How AI analyzers differ

They can spot when the comment says something about the code and then conclude that the code does not work as the comment says.

It can check code for platforms and configurations we otherwise cannot run analyzers for

It “knows” details about 3rd party libraries and their APIs so it can detect abuse or bad assumptions.

It “knows” details about protocols curl implements and can question details in the code that seem to violate or contradict protocol specifications

They are typically good at summarizing and explaining the flaw, something which can be rather tedious and difficult with old style analyzers.

They can often generate and offer a patch for its found issue (even if the patch usually is not a 100% fix).

We have not seen any AI so far report a vulnerability that would somehow be of a novel kind or something totally new.
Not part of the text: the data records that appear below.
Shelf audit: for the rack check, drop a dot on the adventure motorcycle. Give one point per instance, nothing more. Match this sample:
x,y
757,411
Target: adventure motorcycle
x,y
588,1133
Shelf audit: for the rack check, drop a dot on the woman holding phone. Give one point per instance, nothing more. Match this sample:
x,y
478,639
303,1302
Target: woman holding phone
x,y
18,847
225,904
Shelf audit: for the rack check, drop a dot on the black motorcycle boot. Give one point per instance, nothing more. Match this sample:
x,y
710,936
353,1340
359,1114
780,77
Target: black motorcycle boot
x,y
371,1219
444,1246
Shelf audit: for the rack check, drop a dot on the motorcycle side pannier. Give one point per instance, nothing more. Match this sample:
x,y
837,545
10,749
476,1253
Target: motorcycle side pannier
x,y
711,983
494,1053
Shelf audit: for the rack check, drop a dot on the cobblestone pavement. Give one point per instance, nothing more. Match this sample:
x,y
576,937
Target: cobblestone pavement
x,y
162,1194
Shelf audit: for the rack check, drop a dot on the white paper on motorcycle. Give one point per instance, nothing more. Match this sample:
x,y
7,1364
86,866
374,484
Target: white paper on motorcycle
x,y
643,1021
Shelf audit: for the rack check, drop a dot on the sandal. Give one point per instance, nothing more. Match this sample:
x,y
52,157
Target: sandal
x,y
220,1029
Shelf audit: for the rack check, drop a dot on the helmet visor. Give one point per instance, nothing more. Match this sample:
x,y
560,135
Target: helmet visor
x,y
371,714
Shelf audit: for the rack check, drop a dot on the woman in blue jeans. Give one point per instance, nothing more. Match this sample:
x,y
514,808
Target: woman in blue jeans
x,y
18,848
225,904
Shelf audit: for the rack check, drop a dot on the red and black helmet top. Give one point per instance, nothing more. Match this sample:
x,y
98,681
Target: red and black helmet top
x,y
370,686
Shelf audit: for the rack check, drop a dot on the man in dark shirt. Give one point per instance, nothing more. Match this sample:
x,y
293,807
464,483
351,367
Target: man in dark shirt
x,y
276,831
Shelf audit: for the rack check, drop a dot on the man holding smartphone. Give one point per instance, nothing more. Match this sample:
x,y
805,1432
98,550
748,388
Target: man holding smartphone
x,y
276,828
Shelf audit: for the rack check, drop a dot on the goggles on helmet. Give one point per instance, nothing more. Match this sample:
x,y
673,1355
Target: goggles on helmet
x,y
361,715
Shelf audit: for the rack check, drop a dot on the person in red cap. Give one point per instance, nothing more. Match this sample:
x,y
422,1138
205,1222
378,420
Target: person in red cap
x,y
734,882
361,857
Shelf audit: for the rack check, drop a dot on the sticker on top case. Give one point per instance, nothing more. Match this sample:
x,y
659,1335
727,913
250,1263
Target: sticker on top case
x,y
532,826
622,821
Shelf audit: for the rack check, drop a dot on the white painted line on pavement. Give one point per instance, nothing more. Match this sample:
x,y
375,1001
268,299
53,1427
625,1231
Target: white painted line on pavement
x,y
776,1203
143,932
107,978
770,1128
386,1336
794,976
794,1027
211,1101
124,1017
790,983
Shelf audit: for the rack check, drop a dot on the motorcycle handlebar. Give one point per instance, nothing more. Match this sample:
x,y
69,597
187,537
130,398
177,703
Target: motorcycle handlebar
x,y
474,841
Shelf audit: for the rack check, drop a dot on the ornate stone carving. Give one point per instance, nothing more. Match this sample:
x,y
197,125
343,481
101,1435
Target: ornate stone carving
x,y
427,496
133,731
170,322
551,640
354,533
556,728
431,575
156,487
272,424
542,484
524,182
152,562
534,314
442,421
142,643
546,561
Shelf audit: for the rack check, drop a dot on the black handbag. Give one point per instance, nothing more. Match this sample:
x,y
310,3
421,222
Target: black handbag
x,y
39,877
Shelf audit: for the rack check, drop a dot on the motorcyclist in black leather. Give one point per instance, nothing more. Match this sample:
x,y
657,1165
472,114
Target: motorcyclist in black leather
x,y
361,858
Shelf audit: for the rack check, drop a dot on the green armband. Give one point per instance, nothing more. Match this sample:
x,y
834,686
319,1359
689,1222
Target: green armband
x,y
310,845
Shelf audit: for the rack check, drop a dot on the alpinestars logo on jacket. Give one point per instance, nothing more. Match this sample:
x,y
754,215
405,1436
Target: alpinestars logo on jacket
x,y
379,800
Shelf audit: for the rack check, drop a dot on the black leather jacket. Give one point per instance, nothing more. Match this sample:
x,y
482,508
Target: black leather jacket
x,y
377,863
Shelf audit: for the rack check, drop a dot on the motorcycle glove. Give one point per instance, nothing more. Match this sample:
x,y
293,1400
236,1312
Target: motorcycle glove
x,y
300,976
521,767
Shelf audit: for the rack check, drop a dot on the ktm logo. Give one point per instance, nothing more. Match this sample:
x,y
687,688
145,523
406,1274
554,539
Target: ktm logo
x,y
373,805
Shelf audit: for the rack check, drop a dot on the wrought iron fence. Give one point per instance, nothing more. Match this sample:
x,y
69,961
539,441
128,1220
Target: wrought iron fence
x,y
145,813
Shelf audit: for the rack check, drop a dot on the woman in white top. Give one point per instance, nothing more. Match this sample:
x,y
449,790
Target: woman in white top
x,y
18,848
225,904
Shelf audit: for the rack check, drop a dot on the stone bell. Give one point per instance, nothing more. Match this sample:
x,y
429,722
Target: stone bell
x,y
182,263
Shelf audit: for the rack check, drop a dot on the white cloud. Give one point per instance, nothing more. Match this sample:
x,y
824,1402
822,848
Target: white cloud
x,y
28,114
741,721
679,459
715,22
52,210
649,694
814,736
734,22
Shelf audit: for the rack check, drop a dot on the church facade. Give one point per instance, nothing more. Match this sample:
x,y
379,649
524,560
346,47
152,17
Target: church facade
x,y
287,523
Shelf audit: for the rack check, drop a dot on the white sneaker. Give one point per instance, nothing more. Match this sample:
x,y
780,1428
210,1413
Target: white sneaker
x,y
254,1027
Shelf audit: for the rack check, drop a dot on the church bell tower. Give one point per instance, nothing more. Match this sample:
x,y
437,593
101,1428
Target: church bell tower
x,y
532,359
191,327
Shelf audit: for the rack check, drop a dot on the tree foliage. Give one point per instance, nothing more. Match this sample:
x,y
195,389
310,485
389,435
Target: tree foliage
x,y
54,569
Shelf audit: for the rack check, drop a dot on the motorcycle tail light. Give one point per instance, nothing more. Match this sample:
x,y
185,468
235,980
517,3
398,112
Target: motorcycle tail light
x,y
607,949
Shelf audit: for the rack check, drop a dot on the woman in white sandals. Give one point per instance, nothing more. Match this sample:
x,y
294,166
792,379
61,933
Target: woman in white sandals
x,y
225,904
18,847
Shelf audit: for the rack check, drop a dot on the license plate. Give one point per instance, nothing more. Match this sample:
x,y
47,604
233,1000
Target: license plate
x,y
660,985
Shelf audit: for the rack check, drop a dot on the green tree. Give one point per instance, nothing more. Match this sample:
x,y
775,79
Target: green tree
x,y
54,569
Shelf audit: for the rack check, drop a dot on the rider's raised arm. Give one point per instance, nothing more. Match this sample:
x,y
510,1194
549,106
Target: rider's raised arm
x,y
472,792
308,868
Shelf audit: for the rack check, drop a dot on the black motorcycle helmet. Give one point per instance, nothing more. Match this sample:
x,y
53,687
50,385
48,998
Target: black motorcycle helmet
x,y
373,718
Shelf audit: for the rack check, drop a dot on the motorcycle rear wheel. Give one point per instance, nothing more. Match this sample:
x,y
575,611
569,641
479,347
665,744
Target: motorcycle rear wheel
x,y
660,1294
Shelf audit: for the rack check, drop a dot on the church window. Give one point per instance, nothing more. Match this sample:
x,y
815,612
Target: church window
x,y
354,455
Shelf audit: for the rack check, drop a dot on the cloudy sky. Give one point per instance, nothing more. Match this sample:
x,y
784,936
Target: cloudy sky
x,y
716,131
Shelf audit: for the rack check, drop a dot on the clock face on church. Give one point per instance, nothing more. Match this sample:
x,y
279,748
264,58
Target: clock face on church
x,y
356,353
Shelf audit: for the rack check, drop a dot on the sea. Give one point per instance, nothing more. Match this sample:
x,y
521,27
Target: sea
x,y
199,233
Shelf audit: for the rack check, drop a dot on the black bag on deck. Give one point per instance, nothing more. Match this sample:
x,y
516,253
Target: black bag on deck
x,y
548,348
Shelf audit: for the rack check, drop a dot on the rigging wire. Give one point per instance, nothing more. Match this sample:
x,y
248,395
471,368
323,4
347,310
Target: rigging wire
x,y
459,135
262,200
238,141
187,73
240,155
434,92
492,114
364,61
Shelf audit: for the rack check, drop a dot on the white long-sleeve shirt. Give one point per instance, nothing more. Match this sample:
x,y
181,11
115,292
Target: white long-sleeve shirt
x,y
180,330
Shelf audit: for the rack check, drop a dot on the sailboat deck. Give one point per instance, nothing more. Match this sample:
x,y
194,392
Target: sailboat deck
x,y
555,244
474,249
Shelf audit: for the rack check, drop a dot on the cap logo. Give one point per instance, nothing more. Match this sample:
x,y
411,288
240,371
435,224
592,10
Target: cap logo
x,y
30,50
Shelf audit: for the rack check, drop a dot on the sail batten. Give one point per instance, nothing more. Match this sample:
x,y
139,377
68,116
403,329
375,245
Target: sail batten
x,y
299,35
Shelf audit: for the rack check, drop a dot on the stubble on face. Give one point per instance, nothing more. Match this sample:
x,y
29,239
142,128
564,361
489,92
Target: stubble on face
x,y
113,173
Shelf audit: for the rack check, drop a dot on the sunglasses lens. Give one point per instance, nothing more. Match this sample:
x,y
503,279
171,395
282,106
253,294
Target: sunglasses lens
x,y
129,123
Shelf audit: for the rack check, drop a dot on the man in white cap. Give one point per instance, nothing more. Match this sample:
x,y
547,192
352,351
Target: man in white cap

They do not reinvent the field in that way, but they do dig up more issues than any other tools did before.

I hope we can keep getting more curl scans done with Mythos and other AIs, over and over until they truly stop finding new problems.

makeshift0546@lemmy.today · edit-2 2 hours ago

Dev on one of the most highly used simple tools finds project is secure. News at 11. They really would have to try hard to find a worse example.

statelesz@slrpnk.net · 5 hours ago

I’m all sceptical of AI and the hype but maybe the curl codebase is just quite secure and there are not many vulnerabilities? Not finding a bunch of things doesn’t mean the model sucks. That’s a stupid conclusion.

Not a newt@piefed.ca · 1 hour ago

Daniel has been quite vocal about his views on AI slop reports, but he’s also been honest about how some AI systems have been able to identify issues in the curl code, ranging from documentation drift to actual vulnerabilities. It’s not that Mythos isn’t finding vulns. It’s that Mythos is not noticeably better at finding them than other tools (LLM or non-LLM), unlike what Anthropic are claiming.

HaraldvonBlauzahn@feddit.org · 6 hours ago

Note: This does not mean that AI tools can’t find bugs. There are plenty of tools that are able to, and for sure plenty of bugs out there that have not been found yet.

mindlesscrollyparrot@discuss.tchncs.de · 4 hours ago

Indeed. What Daniel actually said was that, if you have already used the other AI tools to find bugs, Mythos is unlikely to find more.